Still other moderates, like Collins, oppose the bill’s scrapping of federal funding for Planned Parenthood. Collins told reporters Tuesday that it will take fundamental changes, not just tweaks, to get her on board.
Conservatives, like Sen. Ted Cruz, on the other hand, want insurers to be able to opt out of covering essential health benefits, required under Obamacare, like maternity and mental health care. Cruz has an amendment, which he pitched again during an all-Republicans lunch meeting Wednesday, that would allow insurers to scrap those coverage requirements so long as there is one plan available in each state that is ACA-compliant.
“It expands options for consumers, it expands the freedom of consumers to purchase more affordable plans, and I would note that there are a host of other plans we have discussed,” Cruz explained.
Other conservatives, like Sen. Rand Paul, are fixated on scrapping the tax credits to help consumers pay for insurance, which is a fundamental part of both the House and Senate plans. It’s the sort of major structural change that faces tough odds to make it into the final bill.
New bill, new score
Even if Republicans can come up with a new version by the end of the week it will still have to be re-scored by the Congressional Budget Office, which could take several days at least. It’s also possible many Senators could reserve judgment until they see a revised score.
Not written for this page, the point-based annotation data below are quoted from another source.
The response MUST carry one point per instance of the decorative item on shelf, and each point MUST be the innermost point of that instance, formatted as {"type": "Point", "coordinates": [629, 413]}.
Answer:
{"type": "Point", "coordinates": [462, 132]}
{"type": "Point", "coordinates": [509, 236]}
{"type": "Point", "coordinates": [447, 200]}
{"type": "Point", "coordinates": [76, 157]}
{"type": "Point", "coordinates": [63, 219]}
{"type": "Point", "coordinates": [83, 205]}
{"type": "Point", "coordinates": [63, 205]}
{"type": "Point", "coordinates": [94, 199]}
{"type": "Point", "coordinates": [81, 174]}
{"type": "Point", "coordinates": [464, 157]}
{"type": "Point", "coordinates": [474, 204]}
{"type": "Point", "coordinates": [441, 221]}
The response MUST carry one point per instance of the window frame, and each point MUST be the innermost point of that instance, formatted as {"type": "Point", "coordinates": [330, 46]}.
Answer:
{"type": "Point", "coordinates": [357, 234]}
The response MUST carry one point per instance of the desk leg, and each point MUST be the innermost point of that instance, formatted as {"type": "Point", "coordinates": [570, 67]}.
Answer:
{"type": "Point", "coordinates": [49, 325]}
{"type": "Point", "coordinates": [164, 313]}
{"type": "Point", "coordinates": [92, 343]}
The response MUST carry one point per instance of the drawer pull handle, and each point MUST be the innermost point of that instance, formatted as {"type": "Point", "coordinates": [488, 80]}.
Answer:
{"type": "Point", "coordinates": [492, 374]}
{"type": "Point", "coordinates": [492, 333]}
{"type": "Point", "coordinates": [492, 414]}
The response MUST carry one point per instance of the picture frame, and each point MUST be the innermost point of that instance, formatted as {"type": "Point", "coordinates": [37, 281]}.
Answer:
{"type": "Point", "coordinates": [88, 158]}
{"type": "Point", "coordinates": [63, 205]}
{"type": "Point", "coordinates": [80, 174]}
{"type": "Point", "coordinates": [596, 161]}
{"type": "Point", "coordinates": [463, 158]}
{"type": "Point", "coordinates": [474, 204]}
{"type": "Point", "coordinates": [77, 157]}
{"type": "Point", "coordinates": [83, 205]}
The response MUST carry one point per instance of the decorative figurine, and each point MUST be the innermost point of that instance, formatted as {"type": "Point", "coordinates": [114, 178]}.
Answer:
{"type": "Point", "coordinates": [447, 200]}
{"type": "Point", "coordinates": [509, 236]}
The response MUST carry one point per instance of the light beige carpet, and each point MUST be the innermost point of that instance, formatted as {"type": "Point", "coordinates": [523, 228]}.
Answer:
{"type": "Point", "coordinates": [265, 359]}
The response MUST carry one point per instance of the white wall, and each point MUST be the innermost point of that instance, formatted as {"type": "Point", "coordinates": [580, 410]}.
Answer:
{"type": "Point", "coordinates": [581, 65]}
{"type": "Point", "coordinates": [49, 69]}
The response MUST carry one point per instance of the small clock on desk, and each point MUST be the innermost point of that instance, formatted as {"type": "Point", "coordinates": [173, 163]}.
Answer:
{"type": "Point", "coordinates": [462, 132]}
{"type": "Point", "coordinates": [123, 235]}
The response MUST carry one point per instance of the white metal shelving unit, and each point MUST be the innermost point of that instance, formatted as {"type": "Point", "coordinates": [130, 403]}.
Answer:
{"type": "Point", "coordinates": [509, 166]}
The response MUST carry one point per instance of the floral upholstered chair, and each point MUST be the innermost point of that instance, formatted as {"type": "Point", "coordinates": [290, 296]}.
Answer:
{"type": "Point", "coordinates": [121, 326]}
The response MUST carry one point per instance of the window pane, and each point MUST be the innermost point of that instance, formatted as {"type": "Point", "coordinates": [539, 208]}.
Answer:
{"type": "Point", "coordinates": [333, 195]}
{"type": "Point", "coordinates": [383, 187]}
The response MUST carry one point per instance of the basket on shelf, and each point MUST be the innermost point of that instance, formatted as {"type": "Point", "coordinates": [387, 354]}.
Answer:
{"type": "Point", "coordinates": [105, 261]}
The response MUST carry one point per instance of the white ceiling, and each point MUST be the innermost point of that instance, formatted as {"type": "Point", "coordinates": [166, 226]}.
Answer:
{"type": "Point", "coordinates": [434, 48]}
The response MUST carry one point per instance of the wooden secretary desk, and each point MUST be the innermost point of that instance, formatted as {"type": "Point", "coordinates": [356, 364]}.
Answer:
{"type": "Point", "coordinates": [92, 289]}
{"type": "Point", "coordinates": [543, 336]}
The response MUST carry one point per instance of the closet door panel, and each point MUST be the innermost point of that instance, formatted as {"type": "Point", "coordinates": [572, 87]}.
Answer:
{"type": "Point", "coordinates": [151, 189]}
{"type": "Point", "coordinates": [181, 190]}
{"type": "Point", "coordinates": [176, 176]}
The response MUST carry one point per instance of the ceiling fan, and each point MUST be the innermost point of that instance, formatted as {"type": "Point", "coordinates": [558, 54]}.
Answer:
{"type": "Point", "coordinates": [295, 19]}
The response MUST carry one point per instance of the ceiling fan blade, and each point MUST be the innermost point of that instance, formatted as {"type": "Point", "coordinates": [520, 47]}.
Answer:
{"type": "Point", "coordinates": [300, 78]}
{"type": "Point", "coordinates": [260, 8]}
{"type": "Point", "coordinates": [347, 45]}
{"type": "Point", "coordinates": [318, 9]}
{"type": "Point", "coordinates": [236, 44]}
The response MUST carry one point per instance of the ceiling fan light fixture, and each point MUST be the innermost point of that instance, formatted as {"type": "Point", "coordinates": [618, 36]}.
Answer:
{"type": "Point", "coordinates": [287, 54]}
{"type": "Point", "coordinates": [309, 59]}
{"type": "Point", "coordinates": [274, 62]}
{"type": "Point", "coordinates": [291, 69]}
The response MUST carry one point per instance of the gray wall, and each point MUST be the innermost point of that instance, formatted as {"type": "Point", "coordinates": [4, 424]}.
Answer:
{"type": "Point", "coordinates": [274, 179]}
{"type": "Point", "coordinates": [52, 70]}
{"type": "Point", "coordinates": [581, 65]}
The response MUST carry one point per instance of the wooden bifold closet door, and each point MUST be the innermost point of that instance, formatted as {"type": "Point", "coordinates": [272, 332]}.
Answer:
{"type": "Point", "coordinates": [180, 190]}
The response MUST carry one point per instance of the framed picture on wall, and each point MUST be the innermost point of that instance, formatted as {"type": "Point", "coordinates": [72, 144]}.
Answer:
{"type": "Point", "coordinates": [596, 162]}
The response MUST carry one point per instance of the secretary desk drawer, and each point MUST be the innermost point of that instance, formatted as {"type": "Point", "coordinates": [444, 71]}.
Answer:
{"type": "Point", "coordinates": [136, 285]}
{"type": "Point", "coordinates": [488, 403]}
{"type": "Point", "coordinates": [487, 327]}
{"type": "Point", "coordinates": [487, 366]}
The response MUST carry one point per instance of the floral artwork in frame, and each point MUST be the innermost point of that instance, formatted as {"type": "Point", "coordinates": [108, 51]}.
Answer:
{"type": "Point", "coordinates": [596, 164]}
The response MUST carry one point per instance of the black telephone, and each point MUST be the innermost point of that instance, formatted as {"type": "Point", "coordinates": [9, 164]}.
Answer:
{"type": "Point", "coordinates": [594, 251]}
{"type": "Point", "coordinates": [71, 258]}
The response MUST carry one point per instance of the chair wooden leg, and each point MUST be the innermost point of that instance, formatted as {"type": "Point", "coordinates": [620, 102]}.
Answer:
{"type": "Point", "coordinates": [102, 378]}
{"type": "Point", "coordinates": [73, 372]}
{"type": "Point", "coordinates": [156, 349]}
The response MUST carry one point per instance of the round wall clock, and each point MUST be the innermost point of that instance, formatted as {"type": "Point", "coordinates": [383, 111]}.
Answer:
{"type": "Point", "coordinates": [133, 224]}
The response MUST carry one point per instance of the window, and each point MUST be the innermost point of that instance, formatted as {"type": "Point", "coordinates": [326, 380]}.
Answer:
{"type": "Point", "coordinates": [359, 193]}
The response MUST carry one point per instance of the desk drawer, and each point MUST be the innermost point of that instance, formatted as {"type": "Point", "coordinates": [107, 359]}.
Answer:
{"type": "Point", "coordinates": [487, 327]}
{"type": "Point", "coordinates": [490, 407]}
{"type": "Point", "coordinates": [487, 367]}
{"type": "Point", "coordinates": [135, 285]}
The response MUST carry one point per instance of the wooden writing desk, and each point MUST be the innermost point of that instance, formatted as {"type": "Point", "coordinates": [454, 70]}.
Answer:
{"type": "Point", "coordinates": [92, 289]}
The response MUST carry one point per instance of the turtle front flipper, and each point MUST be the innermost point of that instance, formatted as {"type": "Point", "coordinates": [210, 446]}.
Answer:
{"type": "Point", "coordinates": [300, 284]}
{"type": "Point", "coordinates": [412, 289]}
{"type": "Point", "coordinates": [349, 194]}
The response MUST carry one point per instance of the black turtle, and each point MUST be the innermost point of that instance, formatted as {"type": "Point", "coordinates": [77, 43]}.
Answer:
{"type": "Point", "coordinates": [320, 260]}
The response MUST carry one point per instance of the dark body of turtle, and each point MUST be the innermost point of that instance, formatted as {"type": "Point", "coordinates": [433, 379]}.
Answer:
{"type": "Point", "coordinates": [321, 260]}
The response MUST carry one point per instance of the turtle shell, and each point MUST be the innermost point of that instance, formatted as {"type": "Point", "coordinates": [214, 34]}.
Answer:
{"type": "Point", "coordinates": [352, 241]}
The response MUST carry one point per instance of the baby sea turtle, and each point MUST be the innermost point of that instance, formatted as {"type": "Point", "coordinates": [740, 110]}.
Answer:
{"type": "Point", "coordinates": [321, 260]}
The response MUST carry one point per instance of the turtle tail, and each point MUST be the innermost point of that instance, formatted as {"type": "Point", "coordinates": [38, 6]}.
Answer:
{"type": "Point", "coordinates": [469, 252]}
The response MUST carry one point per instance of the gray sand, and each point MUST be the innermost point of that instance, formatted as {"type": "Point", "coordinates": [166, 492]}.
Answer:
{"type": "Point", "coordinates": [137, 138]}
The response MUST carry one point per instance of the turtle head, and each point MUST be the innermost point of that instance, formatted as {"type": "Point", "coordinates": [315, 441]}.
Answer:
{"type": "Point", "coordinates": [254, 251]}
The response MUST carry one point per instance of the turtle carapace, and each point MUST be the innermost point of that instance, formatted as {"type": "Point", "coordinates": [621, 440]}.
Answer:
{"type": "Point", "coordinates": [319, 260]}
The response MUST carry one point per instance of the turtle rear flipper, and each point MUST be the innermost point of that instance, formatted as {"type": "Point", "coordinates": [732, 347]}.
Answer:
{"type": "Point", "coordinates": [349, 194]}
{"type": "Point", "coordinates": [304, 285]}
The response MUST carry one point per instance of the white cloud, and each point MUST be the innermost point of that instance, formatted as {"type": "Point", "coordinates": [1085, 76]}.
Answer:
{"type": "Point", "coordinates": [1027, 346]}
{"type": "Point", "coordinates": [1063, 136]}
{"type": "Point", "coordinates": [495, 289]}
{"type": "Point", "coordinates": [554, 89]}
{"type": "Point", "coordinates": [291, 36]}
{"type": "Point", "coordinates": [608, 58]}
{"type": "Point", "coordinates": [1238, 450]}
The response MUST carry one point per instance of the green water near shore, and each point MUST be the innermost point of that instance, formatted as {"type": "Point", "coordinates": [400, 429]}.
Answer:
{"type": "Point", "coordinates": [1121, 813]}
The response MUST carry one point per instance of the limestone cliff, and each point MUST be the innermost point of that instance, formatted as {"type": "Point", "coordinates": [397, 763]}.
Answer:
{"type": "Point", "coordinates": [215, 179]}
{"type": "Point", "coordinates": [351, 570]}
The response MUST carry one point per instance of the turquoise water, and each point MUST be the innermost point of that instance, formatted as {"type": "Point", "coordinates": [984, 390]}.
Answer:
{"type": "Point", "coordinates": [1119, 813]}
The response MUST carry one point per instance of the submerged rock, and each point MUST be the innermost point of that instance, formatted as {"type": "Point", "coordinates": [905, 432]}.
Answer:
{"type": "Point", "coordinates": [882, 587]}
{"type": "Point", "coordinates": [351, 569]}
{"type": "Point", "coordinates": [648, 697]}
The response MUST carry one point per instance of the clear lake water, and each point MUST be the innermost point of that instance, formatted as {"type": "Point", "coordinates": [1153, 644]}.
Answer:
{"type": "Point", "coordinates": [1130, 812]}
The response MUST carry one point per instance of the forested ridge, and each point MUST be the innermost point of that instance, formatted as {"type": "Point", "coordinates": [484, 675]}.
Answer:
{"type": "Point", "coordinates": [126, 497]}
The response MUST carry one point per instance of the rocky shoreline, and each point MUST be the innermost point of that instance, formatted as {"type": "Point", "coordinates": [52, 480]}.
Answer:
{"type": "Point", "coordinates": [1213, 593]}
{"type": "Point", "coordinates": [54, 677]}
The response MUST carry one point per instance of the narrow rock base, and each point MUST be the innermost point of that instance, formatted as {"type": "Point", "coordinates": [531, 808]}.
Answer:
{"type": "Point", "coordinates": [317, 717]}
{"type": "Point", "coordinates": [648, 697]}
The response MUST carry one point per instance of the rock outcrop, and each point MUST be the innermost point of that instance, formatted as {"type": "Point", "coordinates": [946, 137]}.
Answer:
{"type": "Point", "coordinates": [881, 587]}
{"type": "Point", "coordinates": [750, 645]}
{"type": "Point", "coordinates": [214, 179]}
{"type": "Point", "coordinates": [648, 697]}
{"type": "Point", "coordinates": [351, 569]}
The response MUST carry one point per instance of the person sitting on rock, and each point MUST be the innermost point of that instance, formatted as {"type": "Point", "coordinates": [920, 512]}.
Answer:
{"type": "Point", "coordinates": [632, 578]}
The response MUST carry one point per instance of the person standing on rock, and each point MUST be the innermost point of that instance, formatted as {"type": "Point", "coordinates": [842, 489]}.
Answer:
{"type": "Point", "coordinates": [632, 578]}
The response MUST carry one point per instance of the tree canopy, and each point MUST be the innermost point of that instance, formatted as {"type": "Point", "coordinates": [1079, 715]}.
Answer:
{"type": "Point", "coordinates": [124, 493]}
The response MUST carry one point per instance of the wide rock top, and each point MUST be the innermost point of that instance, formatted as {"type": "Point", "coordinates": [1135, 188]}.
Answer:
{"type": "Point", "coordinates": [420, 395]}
“The leader said he wants the talks to continue throughout the week. I'm sure we'll be having lots of back and forth with CBO in the coming weeks,” a spokesman for McConnell said.
“He's going to try to come up with something and we're close enough that we can do that, maybe even an agreement,” Sen. Jim Inhofe said. “But it would not be any good because then we have to get a re-scoring of it and that's where the additional 10 days come in.”
If Senate Republicans can’t get something done this week, some members suggest it may be time for Plan B.
“If for some reason it fails … the floodgates would probably open to reach a bipartisan compromise,” Sen. Shelley Moore Capito said on CNN this morning.
One option might be to do a more piecemeal bill that offers insurance companies some reassurance that the market isn't going to be on a roller coaster ride for the next few years as Congress continues to sort out these existential questions.
“You gotta do something sooner or later because people are losing access to insurance,” said Sen. David Perdue, who wasn't against or even citing concerns about the original Senate draft.
Even Rand Paul has suggested that leadership break the Republican bill into pieces, so moderates could work with Democrats on some areas, like market stabilization, and conservatives on others.
“I’ll vote for a more narrowly structured repeal bill – and the big-government items the moderates want, they can still get ‘em. They can put it in a bill that the Democrats love,” Paul said.